3. Bitcoin Volatility vs. Long-Term Growth
• The analysis appears focused on short-term inefficiencies, such as the negative ROE and ROIC, without acknowledging the volatility and growth trajectory of Bitcoin.
• Historically, Bitcoin has delivered exponential returns over multi-year cycles. MicroStrategy’s strategy aligns with the Power Law model of Bitcoin’s price, offering asymmetric upside.
4. Strategic Positioning
• MicroStrategy’s aggressive accumulation of Bitcoin positions it as a leader in corporate adoption of digital assets. This positions the company uniquely among competitors, which the analysis fails to acknowledge.
• If Bitcoin becomes a widely adopted global monetary standard, MicroStrategy’s market valuation could rise exponentially.
5. Intangibles of Bitcoin Holdings
• The analysis does not account for the intangible benefits of holding Bitcoin:
• Increased attention and branding as a Bitcoin pioneer.
• Significant leverage in the financial ecosystem should Bitcoin gain broader adoption.
• A hedge against fiat inflation and macroeconomic instability.
6. Intrinsic Value of Software Business
• While the focus is on negative financial metrics, it overlooks the software business, which remains profitable on its own. Even without Bitcoin, the company’s enterprise analytics solutions provide a stable foundation.

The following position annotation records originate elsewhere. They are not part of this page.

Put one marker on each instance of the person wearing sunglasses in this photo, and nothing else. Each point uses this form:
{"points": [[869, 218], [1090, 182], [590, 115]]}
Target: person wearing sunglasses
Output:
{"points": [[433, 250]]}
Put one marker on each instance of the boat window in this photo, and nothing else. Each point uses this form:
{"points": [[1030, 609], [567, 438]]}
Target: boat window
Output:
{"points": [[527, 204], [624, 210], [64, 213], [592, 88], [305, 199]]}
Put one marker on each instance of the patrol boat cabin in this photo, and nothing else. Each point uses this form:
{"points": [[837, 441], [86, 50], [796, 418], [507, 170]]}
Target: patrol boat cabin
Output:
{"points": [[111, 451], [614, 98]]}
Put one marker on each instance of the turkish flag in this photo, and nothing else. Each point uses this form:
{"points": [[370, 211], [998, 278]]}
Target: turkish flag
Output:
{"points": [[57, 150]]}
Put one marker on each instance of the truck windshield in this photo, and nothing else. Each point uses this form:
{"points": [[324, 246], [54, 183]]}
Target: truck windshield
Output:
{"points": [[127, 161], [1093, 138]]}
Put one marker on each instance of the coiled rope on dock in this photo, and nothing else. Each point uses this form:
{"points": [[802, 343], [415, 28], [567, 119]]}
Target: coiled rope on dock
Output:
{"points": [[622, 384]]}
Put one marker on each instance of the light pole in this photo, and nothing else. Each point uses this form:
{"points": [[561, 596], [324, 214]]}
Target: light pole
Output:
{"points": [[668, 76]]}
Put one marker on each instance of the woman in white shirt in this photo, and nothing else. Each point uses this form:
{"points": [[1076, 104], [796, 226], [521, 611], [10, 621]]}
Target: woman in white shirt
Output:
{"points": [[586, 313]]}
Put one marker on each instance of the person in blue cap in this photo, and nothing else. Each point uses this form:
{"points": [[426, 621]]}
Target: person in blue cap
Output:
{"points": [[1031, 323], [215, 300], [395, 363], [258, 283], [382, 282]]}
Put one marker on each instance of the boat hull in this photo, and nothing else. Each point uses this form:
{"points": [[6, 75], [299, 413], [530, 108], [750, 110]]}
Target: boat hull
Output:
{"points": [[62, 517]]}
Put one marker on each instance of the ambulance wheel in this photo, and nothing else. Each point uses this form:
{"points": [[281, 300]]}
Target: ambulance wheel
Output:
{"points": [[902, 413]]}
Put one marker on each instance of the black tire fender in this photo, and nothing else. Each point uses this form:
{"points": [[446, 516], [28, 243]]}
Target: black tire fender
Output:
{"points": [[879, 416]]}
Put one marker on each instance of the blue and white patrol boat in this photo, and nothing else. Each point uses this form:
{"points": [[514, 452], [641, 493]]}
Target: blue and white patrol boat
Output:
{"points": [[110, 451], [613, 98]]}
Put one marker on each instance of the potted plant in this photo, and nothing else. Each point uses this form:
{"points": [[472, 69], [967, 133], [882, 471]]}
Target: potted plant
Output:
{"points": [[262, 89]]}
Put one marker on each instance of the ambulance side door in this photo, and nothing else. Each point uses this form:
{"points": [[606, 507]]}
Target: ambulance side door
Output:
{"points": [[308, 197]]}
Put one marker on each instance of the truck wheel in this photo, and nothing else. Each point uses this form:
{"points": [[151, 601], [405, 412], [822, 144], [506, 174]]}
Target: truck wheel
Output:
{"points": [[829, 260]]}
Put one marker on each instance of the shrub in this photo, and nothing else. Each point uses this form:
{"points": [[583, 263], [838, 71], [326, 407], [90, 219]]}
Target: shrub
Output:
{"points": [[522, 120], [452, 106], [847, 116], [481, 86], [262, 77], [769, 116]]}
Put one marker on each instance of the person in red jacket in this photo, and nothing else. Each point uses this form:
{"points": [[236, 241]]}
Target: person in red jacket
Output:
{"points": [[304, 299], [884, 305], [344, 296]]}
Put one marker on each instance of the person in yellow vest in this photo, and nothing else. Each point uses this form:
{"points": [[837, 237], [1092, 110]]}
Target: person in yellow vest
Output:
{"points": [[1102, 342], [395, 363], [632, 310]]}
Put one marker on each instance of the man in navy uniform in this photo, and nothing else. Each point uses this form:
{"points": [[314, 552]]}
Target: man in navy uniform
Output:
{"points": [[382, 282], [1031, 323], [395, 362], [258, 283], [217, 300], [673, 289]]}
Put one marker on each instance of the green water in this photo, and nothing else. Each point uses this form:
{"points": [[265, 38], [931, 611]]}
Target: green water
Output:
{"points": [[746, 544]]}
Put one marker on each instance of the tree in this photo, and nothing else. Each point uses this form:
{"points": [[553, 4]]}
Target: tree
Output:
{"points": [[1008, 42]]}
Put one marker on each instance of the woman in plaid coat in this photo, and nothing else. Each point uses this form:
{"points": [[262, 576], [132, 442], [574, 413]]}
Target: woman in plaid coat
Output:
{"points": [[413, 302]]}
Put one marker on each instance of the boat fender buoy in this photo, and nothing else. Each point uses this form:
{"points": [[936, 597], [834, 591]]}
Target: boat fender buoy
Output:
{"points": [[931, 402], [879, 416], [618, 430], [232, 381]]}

7. Flawed Peer Comparisons
• Comparing MicroStrategy to traditional software companies (like Adobe or Autodesk) is misleading:
• These companies focus purely on software and SaaS metrics.
• MicroStrategy’s strategy combines software and treasury investment in Bitcoin, requiring a hybrid evaluation approach.
Key Takeaways
• The individual’s analysis focuses narrowly on short-term efficiency metrics, which fail to capture MicroStrategy’s long-term potential tied to Bitcoin adoption and DCF projections.
• MicroStrategy’s value is intrinsically tied to Bitcoin’s growth and the evolving global financial system.
• Evaluating the company solely through traditional financial metrics (ROE, ROIC, ROA) without accounting for its Bitcoin holdings, future cash flows, and asymmetric upside is an incomplete and short-sighted approach.